BACKGROUND: Elected officials have always faced a difficult time when it comes to convincing their constituents that continued infrastructure investments in their communities (i.e. more spending on government projects), is critical to a city’s long term viability. Roads, schools and jails are traditional infrastructure needs that most citizens agree are best supported by the use of general tax dollars. Beyond those traditional expenditures, the common denominator dissipates. What is one person’s worthy project or program is another’s “boondoggle.”
The exercise becomes increasingly more difficult when general tax revenue is falling or not keeping up with failing infrastructure. This has led those interested in funding important projects or initiatives to pressure their elected officials to focus on their desires and, more specifically, convince elected officials to support their projects from so-called “dedicated funding sources.”

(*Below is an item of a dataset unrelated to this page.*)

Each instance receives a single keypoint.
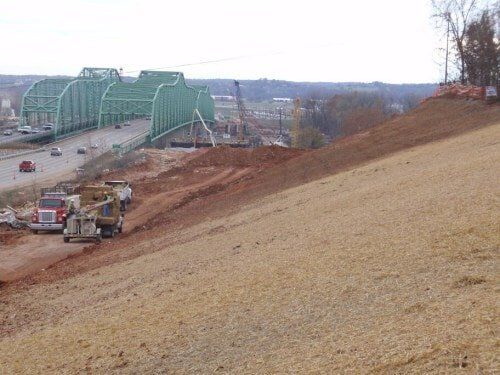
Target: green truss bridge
(162, 96)
(97, 98)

Those having the most success usually bring something to table, primarily in the form of additional revenue (i.e. recommending that higher sales taxes be levied on their customers or products), to achieve their goal, thus creating a revenue stream for their objectives. Elected officials have a much easier time supporting higher taxes when citizens, special interests or industries request a tax on themselves. For example, lottery dollars support education, gas taxes build more roads, certain impact fees can only be spent on wastewater, documentary stamps may help purchase environmentally sensitive land, CRAs only invest in certain geographical boundaries and so on. One downside of a dedicated funding source is that it can also become a de facto limit of how revenue is spent on specific programs, as elected officials cease allocating general tax dollars to that purpose. This is the risk most of those seeking dedicated funding are willing to take in order to be able to plan and fund the future.
The Orange County Tourist Development Tax (TDT) is an example of this conundrum. The TDT is an additional tax added to hotel rooms, originated by the Florida Legislature and with the support of the Central Florida tourism, convention and hotel communities. It was designed to generate additional revenue to help build and maintain the Orange County Convention Center, bolster marketing for the tourism industry and invest in “community venues” such as stadiums and performing arts centers.

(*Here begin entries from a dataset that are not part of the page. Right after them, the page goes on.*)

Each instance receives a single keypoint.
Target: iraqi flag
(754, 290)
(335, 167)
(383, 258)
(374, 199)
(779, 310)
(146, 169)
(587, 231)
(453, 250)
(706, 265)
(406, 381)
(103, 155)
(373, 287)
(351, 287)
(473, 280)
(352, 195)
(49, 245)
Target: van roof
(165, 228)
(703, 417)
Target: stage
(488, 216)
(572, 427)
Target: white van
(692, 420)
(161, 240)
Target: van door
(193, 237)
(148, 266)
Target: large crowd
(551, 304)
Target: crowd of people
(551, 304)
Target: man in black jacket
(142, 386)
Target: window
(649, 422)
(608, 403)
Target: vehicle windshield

ANALYSIS: The TDT generates large sums of revenue, almost exclusively from visitors, to re-invest into our community. But it is important to note that this is not revenue that can be put into roads, schools or more police officers; it can be used only to fund specific projects. When advocating that this tax revenue should only be used for dedicated needs in the tourism industry, the industry’s rationale has always been that while tourists contribute in many other ways to the tax base, generally speaking they do not burden our school system, jails or many of the roads used by local residents.
As envisioned, the TDT has created one of the largest and most successful convention centers in the country, supported marketing efforts resulting in Orlando being the number one tourist destination in the world and contributed millions to community venues such as the Dr. Phillips Performing Arts Center and the Citrus Bowl. The TDT has delivered as promised and created a “win-win” funding mechanism for the region’s most important industry – tourism. In fact, according to a recent study, almost 1.7 million visitors come into the market each year due to convention business, resulting in 2.5 million room nights and generating in excess of $25.7 million annually in TDT revenues.

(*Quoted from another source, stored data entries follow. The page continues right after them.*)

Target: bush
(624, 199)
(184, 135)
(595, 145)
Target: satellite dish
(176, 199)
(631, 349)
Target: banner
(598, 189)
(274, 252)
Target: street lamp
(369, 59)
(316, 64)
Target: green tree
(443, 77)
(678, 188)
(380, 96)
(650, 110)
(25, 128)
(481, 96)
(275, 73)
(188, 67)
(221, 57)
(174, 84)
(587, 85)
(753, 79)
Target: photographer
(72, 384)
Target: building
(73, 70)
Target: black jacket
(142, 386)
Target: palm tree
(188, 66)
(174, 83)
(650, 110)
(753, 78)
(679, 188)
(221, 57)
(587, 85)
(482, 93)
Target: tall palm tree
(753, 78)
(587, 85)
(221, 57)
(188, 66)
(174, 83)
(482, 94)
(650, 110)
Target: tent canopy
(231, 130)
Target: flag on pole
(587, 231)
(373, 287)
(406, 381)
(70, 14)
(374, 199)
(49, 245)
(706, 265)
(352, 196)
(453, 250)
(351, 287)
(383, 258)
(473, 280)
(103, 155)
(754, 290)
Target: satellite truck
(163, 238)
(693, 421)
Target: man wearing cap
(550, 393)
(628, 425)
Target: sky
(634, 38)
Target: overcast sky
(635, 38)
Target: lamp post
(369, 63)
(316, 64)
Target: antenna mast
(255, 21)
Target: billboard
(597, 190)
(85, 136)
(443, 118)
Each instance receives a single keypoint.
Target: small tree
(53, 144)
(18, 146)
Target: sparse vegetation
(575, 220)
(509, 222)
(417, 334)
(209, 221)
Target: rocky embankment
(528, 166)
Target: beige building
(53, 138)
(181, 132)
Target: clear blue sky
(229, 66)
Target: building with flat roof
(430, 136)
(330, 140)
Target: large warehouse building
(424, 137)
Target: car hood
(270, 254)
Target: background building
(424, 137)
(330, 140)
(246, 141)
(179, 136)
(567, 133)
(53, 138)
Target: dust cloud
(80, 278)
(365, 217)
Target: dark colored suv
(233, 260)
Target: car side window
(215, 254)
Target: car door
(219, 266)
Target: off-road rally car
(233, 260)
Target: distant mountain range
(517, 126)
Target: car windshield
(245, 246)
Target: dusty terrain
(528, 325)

Recently, the TDT has been targeted as a “pot of gold” that should be used to fund projects well beyond its intended purpose. One local State Senator has recently advocated using TDT dollars to fund more traditional needs such as more police, roads and schools. The law and implementing legislation clearly prohibits such funding activity. Like other dedicated funding sources, the TDT has become an easy target for such calls. Why not fund more projects? Why not spread the revenue to other needs in the community? Why not change the rules?
FFRP believes that while dedicated funding sources can have negative consequences to a government’s ability to manage changing needs, if created in harmony with the impacted communities they should not be used as a “slush fund” for general infrastructure improvement projects.
• Return on Investment: The TDT has been prolific. Created at the urging of Central Florida’s tourism industry and funded almost exclusively by visitors, our community and local economy has benefited greatly from its implementation. Local businesses have thrived due to our area’s record setting popularity with visitors. And the citizens of Central Florida have also enjoyed the funding of local community venues such as the new performing arts center and expanded Citrus Bowl.
• A Deal is a Deal: When the TDT was first introduced as a potential funding mechanism for the convention center, tourism marketing and community venues; it was done so with the support of the industries it impacts most. In return, the tourism industry received specific assurances and legislation was written in such a manner that was very specific as to the permissible uses of TDT dollars. Any attempt to change the rules of the game is unfair.
• A “False Choice”: When politicians advocate using TDT dollars to fund general infrastructure and revenue needs, it is a “false choice”. It may sound good to suggest that by raiding the TDT, certain revenue shortages could be solved, however it is nothing more than suggesting a false solution to appease voters. The law strictly prohibits such use and while politicians know this, it sounds good to voters.
• If Not the TDT then Local Taxes: Though collections are up in recent months over previous years, TDT dollars are almost entirely obligated for various commitments. Without the TDT either local residents would have paid for the doubling of the convention center or we would have a sub-par center. The TDT funds specific and financially necessary budget items, items that would need to find funding elsewhere without it.
• Competitive Advantage, Not a Burden: Central Florida is especially fortunate to have the TDT, which raises enormous sums of money from visitors that is put back directly into our community. Although there is a limit in what tourists are willing to pay, the TDT has not reached that level. They keep coming and TDT keeps raising money.
SUMMARY: There will always be a need for additional tax dollars to better fund our infrastructure, schools and police. Elected officials are constantly balancing the needs of government against the willingness of taxpayers to fund those needs. The TDT is successful, gives our community an edge, creates thousands of jobs and tax revenue and was implemented in harmony with the industry that is impacted most – the tourism community. To change the rules of the game would be unfair and misguided.
Floridians for Responsible Policy supports the current funding and operation of the TDT as it was originally envisioned and implemented. To change that formula would be bad public policy and threaten the long-term viability of the TDT’s current record of success.